Results: ICL were predominantly located in sulci of frontal, parietal, and cingulate cortex; LCL distribution was more random. In MS, T2* was higher in both ICL and LCL, indicating myelin and iron loss, than in NACGM (p < 0.00003) irrespective of CL subtype and MS phenotype. T2* was increased in perilesional cortex, tapering away from CL toward NACGM, the wider changes being for LCL in SPMS. NACGM T2* was higher in SPMS relative to RRMS (p = 0.006) and healthy cortex (p = 0.02).

Conclusions: CL had the same degree of demyelination and iron loss regardless of lesion subtype and disease stage. Cortical damage expanded beyond visible CL, close to lesions in RRMS, and more diffusely in SPMS. Evaluation of NACGM integrity, beyond focal CL, could represent a surrogate marker of MS progression.
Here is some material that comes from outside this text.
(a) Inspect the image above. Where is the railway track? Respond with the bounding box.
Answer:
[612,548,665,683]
© 2015 American Academy of Neurology.

Figures

Figure 1. Overlay on “fsaverage” template of cortical lesion probability maps in patients with multiple sclerosis

The color overlay represents the vertex-wise frequency of cortical lesion occurrence. ICL = intracortical lesion(s); lat. = lateral; LCL = leukocortical lesion(s); LH = left hemisphere; med. = medial; RH = right hemisphere.

Figure 2. Boxplots of T2* relaxation time (ms) in cortical tissue compartments in controls (green), RRMS (pink), and SPMS (red)
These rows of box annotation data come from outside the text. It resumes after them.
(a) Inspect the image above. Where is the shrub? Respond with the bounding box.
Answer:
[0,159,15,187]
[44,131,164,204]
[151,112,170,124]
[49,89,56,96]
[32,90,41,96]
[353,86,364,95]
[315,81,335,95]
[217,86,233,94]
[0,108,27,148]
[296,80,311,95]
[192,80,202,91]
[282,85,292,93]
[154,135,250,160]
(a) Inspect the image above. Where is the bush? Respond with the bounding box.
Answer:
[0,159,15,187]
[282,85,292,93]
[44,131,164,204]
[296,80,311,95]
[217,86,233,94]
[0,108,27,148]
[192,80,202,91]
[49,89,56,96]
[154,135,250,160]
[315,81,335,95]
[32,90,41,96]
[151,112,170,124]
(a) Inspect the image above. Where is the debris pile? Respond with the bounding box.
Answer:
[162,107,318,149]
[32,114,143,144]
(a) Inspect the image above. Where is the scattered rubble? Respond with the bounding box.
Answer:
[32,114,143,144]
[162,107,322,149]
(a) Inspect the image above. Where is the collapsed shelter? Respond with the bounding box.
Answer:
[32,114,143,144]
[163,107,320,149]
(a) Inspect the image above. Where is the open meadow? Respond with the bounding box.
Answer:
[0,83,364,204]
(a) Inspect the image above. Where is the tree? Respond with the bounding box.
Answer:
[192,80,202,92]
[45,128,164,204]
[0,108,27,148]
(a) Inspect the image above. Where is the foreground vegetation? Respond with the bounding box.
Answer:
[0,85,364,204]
SPMS showed higher NACGM T2* relative to cortical T2* in controls (p = 0.01) and NACGM T2* in RRMS (p = 0.005), by linear regression including age and cortical thickness as nuisance factors. In RRMS and SPMS, T2* within cortical lesions (ICL and LCL) was higher than NACGM T2* and than control cortex T2*. aStatistical significance (p value) of T2* difference between lesional and NACGM within each MS group, by paired t test. bStatistical significance (p value) of T2* difference between lesional cortex from patients with MS and cortex from controls, by linear regression including age and cortical thickness as nuisance factor. All p values are corrected for multiple comparisons using false discovery rate. ICL = intracortical lesion(s); LCL = leukocortical lesion(s); MS = multiple sclerosis; NACGM = normal-appearing cortical gray matter; RRMS = relapsing-remitting multiple sclerosis; SPMS = secondary progressive multiple sclerosis.
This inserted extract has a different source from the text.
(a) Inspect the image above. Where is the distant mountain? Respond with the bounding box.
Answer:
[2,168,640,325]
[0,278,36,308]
Figure 3. T2* in cortical lesions and perilesional cortex

(A) Example of the geodesic distance contour surrounding lesional cortex overlaid on the left hemisphere cortical surface of a patient with RRMS. Binary mask of ICL was projected on the cortical surface, providing a 2-dimensional ICL mask (in red). Perilesional vertices were identified using their geodesic distance from the lesions, each value (1–20) being assigned a different color for visualization purposes. Each cortical lesion mask was analyzed as a whole for each participant, implying that there was no ambiguity when calculating the geodesic distance to lesions that were close to each other as figured in this example. (B) Boxplots of T2* relaxation time (ms) as a function of the geodesic distance from the lesions in all patients with MS, patients with RRMS, and patients with SPMS. T2* is expressed relative to its baseline value in each participant (see methods section). Boxplots in red indicate that there is a difference between mean T2* of the given geodesic distance and mean T2* far from the lesions (geodesic distance of 20) for the specified group of participants. ***p < 0.001, **p < 0.01, *p < 0.05. ICL = intracortical lesion(s); MS = multiple sclerosis; RRMS = relapsing-remitting multiple sclerosis; SPMS = secondary progressive multiple sclerosis.